关毓冷静的抱着鹿筝上了楼,把她平放在柔软的大床上就准备来给向绾亭打电话,哪知鹿筝此时一把抓住了他的手腕,声音虚弱:“你告诉我……她说的,是不是真的。”
关毓手指忽然顿住了,侧脸看起来十分平静:“你指哪一句?”
“你……生病了。”
鹿筝说得艰难,关毓瞧着她,许久才说:“是,都是真的,所以我不想让你要这个孩子,我希望你能有全新的开始,而不是被我,被我这个孽障,束缚一辈子,我不配,我也不需要,你的怜悯。
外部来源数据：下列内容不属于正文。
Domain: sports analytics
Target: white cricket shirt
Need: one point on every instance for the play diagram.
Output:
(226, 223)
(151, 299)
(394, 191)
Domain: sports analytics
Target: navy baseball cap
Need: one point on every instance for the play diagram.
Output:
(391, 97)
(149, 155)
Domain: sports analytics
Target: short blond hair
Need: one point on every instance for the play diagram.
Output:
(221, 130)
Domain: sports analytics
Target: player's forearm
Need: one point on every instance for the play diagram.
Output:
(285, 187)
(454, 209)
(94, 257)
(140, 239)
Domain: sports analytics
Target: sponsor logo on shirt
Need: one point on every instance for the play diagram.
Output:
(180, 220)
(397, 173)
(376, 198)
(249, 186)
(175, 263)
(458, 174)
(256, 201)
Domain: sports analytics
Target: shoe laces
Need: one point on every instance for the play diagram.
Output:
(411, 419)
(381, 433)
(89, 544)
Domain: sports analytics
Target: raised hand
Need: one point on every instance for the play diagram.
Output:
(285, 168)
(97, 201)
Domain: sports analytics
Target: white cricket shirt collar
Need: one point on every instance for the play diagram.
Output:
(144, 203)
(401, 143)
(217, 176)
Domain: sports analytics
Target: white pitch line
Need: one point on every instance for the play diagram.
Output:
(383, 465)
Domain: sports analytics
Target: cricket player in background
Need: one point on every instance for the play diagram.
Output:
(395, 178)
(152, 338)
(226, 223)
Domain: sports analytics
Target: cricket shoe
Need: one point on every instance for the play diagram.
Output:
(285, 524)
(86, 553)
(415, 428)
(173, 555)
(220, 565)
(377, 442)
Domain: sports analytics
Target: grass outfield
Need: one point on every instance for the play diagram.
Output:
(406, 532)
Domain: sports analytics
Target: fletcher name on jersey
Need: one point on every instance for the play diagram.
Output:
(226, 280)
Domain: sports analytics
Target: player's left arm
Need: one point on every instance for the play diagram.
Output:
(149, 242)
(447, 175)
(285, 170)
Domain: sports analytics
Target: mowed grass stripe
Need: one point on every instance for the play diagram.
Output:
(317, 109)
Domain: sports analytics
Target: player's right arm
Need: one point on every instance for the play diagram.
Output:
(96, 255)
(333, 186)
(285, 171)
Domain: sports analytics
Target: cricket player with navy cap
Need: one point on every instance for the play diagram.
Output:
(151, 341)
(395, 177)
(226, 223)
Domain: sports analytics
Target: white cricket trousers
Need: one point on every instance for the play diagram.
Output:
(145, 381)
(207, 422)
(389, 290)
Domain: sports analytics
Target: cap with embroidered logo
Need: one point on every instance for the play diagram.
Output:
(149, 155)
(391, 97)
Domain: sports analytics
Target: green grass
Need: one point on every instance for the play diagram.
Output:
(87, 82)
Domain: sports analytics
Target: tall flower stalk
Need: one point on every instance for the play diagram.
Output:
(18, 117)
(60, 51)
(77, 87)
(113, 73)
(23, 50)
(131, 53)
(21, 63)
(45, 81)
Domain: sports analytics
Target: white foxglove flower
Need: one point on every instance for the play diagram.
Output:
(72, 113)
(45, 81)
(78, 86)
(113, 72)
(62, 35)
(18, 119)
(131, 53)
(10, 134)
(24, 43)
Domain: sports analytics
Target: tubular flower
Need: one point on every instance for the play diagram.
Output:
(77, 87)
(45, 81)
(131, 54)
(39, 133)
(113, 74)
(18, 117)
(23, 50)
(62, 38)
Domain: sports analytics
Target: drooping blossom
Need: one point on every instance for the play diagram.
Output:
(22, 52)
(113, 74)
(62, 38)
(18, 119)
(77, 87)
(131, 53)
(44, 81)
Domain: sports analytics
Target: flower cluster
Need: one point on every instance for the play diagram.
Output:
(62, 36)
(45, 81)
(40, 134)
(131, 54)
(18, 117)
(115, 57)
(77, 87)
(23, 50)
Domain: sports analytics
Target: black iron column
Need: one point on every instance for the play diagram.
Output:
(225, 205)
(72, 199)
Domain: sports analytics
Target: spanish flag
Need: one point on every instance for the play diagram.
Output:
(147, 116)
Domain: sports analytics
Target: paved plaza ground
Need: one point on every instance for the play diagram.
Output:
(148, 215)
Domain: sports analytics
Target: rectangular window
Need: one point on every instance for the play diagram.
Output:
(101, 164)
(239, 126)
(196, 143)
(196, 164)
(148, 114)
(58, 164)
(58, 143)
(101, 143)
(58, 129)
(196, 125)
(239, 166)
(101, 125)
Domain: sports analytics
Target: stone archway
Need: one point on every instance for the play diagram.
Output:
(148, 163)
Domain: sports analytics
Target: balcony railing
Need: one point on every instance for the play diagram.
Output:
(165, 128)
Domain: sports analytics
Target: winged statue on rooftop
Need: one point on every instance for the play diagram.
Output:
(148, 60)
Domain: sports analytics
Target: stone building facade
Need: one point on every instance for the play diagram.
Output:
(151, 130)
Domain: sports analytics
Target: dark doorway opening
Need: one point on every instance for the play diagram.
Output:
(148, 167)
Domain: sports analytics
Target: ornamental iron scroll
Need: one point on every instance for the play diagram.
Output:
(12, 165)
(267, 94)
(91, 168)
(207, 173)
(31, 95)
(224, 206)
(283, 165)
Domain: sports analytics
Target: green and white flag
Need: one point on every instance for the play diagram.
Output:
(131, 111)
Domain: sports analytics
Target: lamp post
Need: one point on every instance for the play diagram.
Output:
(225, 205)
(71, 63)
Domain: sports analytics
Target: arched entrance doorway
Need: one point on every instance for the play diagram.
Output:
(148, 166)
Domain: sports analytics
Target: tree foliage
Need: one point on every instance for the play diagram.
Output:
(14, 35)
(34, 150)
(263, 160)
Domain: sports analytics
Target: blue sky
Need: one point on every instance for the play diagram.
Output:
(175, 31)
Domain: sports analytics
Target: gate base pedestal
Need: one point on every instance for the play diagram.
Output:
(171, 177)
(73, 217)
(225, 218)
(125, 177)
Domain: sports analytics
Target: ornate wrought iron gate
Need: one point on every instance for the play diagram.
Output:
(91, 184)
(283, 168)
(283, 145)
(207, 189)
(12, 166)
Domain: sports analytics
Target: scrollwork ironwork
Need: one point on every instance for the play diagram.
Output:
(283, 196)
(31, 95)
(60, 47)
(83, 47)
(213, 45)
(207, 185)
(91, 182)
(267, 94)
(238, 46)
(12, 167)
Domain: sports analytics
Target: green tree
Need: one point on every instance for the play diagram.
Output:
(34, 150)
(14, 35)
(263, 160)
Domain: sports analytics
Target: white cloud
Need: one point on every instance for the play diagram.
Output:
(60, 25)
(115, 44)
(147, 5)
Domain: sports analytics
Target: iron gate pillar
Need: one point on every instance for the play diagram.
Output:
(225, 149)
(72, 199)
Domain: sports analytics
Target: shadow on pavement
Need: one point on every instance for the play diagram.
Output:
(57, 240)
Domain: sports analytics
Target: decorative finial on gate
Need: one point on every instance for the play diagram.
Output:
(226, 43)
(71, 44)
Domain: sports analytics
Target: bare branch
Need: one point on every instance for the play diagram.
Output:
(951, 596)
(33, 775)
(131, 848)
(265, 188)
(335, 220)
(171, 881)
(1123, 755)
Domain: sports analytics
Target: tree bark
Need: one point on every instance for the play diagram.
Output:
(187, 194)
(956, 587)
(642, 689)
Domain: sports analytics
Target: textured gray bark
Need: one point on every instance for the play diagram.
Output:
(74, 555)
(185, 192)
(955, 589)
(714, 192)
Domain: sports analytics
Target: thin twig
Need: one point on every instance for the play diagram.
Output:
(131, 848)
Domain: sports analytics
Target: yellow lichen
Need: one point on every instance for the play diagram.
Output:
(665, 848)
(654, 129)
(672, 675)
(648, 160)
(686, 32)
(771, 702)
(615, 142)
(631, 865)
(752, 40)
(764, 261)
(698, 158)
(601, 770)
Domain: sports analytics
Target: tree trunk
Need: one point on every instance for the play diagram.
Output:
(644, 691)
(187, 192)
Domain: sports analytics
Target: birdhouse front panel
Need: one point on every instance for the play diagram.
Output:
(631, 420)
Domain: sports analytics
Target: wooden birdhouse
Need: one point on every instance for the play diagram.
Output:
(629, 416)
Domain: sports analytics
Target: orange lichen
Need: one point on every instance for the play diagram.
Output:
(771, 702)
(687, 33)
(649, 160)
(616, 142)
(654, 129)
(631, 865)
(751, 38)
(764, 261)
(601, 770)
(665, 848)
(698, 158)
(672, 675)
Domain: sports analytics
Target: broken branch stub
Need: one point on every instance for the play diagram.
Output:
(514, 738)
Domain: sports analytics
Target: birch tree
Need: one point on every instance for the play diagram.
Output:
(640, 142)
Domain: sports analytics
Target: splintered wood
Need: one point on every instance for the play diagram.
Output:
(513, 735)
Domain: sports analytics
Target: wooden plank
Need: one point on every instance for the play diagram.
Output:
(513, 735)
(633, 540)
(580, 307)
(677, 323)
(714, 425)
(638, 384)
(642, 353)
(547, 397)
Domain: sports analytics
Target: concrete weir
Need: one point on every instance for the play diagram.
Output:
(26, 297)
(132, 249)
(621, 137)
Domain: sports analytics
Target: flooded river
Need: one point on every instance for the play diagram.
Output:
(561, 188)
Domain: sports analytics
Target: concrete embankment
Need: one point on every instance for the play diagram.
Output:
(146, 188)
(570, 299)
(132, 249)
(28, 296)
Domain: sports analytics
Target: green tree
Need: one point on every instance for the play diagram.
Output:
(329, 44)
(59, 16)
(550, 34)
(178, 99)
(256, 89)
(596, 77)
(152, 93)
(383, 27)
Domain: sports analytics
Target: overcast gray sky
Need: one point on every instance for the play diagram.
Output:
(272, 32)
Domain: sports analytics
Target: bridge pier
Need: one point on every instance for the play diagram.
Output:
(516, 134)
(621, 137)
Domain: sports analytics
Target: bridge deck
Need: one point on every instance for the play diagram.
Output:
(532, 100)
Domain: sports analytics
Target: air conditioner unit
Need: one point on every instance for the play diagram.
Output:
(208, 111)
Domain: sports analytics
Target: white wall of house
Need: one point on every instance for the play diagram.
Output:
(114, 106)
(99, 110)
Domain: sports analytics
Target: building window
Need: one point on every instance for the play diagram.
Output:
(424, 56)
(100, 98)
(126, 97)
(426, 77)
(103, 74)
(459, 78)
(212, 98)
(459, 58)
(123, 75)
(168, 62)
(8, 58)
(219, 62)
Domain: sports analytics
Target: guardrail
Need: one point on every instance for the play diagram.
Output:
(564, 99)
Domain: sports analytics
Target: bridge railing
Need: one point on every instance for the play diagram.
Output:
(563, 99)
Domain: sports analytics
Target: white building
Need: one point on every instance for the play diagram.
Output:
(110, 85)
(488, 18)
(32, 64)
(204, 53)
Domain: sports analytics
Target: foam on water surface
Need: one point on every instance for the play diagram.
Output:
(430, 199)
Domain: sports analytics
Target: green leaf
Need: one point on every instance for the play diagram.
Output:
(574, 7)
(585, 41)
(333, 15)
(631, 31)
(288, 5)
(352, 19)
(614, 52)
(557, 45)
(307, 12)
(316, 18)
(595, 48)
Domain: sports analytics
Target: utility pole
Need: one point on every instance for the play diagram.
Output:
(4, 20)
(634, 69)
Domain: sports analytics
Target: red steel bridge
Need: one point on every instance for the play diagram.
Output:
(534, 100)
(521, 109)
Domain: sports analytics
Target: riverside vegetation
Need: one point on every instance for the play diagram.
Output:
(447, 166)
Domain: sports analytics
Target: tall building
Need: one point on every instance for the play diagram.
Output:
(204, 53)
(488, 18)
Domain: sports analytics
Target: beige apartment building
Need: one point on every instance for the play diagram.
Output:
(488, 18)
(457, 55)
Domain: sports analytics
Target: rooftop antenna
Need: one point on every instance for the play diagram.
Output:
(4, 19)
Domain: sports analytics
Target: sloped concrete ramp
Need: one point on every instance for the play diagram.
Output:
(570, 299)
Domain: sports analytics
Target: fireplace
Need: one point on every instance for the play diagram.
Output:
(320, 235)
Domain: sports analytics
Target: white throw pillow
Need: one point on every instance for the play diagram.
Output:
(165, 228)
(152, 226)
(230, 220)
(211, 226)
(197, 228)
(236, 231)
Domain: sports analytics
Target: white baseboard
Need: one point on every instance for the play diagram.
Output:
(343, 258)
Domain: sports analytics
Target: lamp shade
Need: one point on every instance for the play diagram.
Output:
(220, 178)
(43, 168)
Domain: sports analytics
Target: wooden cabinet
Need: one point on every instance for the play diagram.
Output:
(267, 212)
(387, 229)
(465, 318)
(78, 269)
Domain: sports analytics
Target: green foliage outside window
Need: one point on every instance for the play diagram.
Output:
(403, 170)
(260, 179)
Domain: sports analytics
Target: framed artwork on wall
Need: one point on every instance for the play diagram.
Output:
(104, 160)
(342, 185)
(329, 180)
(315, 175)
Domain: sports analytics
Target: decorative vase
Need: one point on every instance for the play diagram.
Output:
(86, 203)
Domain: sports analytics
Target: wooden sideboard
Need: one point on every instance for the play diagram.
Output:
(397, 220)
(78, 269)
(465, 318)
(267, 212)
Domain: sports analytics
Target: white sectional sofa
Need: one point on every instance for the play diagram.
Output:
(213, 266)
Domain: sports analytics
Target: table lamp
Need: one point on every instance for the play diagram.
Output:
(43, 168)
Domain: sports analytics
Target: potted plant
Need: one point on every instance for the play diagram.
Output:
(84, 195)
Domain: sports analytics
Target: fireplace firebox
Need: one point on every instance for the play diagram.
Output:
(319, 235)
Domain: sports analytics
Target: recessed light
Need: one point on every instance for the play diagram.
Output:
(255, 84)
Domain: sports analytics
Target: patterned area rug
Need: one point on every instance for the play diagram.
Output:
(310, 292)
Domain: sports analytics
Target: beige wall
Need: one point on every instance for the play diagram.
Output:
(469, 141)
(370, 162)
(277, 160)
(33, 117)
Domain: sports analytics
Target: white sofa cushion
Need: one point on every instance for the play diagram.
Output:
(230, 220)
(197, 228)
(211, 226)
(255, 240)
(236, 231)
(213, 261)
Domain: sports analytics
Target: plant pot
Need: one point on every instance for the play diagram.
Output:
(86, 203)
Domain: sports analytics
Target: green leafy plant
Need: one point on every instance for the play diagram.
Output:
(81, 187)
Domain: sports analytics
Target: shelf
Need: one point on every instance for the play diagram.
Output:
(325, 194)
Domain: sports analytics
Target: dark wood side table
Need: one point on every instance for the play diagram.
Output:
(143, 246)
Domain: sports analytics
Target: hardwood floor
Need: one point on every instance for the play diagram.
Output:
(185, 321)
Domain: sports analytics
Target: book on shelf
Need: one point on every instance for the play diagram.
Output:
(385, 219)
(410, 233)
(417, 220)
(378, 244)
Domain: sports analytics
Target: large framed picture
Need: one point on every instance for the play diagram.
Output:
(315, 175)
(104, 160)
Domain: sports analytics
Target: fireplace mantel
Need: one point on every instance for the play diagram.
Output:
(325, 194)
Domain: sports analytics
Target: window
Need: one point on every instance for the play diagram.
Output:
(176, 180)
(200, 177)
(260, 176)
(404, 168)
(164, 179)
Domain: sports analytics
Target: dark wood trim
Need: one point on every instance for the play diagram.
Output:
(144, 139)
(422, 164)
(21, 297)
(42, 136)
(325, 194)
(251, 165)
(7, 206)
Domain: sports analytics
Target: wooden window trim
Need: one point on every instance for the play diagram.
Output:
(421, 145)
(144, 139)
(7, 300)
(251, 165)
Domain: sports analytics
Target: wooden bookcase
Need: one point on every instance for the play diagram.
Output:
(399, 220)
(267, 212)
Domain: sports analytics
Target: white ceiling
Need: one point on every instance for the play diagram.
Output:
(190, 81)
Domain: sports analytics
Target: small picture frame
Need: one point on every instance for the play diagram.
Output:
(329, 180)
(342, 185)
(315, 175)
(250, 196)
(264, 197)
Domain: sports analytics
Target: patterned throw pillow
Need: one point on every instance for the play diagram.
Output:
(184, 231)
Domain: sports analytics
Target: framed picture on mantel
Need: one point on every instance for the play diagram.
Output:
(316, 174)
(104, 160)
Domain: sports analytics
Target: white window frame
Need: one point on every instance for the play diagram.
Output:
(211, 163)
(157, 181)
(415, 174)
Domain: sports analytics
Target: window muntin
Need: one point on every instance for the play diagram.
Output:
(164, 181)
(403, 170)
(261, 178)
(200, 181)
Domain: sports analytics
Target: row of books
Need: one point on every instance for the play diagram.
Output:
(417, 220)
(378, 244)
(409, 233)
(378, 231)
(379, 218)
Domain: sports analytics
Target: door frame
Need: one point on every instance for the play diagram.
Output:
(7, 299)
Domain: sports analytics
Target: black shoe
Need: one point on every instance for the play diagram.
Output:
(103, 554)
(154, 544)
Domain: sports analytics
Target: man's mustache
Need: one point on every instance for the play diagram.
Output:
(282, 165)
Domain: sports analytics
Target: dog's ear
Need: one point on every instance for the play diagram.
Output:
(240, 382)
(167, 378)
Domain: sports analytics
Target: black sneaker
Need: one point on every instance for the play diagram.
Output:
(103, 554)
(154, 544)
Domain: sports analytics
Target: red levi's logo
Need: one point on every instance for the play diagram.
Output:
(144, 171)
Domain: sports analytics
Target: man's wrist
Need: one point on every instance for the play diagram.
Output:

”
鹿筝平躺着,静静的看着他,只是眼泪瞬间倾涌而出。
一室安静。
“你走……关毓”
鹿筝明明已经没有什么力气挣扎,此时声音却满是绝望的咆哮:“你滚!你给我滚出去!!”
“我走但你……别伤害你自己。”关毓努力掩饰着眼中痛色,跪下身来握住她的手腕,即使被对方的指甲划伤了都置若罔闻:“对不起我现在就走但我求你了你别伤害自己行不行!”